So as to coefficient gamma
1And γ
2The frequency spectrum parameter that adapts to modification comprises two main reflection coefficient r on the one hand
1=R (1)/R (0) and r
2=[R (2)-r
1R (1)]/[(1-r
1 2) R (0)], the global slopes of their expression voice spectrums; And comprising line spectral frequencies on the other hand, it distributes and represents the resonance characteristic of short-term synthesis filter.Minor increment d between two line spectral frequencies
MinDuring reduction, the resonance characteristic of short-term synthesis filter increases.Frequencies omega
iBy ascending order (0<ω
1<ω
2<... ω
p<π) obtaining, we have:
First iteration by the Durbin algorithm quoted as proof is in the above shut down, by transport function 1/ (1-r
1Z
-1) produce the rough approximation value of voice spectrum.Thereby at the first reflection coefficient r
1During convergence 1, the global slopes of synthesis filter (being generally negative value) is tending towards increasing on absolute value.If continue to analyze 2 rank by increasing iteration, just to have transport function 1/[1-(r
1-r
1r
2) z
-1-r
2Z
-2)] 2 rank wave filters reach not really coarse pattern.As its limit trend unit circle, i.e. r
1Trend 1 and r
2Tended to-1 o'clock, the low-frequency resonant characteristic of this-2 rank wave filter increases.Thereby can conclude, at r
1Trend 1 and r
2Tended to-1 o'clock, voice spectrum has big relatively energy (perhaps another saying, big relatively negative global slopes) at low frequency.
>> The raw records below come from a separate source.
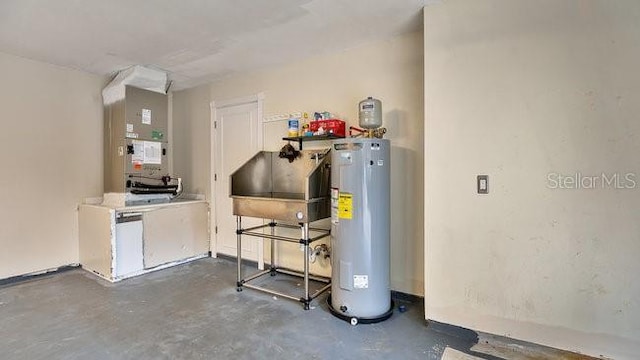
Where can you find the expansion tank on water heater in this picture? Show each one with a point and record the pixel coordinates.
(360, 234)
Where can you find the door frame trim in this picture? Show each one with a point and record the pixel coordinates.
(258, 99)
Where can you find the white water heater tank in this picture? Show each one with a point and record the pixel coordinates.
(360, 230)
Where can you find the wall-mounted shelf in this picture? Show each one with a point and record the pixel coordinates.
(301, 139)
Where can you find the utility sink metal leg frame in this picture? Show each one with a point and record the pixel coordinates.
(273, 269)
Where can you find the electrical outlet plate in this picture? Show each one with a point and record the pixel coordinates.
(483, 184)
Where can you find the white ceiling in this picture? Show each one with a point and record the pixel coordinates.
(195, 41)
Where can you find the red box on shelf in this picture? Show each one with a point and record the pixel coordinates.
(331, 126)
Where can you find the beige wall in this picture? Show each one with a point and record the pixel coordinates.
(390, 70)
(51, 156)
(519, 90)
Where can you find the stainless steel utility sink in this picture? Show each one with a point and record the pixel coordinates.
(270, 187)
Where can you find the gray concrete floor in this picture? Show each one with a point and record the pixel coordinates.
(193, 311)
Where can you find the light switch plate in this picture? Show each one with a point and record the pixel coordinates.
(483, 184)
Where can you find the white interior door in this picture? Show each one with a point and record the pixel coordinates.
(237, 137)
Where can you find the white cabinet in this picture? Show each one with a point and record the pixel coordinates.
(117, 243)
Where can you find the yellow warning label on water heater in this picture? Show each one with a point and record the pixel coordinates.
(345, 206)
As everyone knows, the form peak value in the voice spectrum causes several line spectral frequencies (2 or 3) crowded together, and the flat of this frequency spectrum is equally distributed corresponding to these frequencies.Thereby at distance d
MinDuring reduction, the resonance characteristic of LPC wave filter increases.
In general, (r when the low-pass characteristic of synthesis filter increases
1 Trend 1 and r
2Trend-1), and/or in the resonance characteristic of synthesis filter reduce (d
MinIncrease) time, the bigger (r that shelters adopted
1With r
2Between bigger gap).
Fig. 3 represents to be used for estimating the exemplary process flow diagram of the operation of perceptual weighting by module 39 in that each frame carried out.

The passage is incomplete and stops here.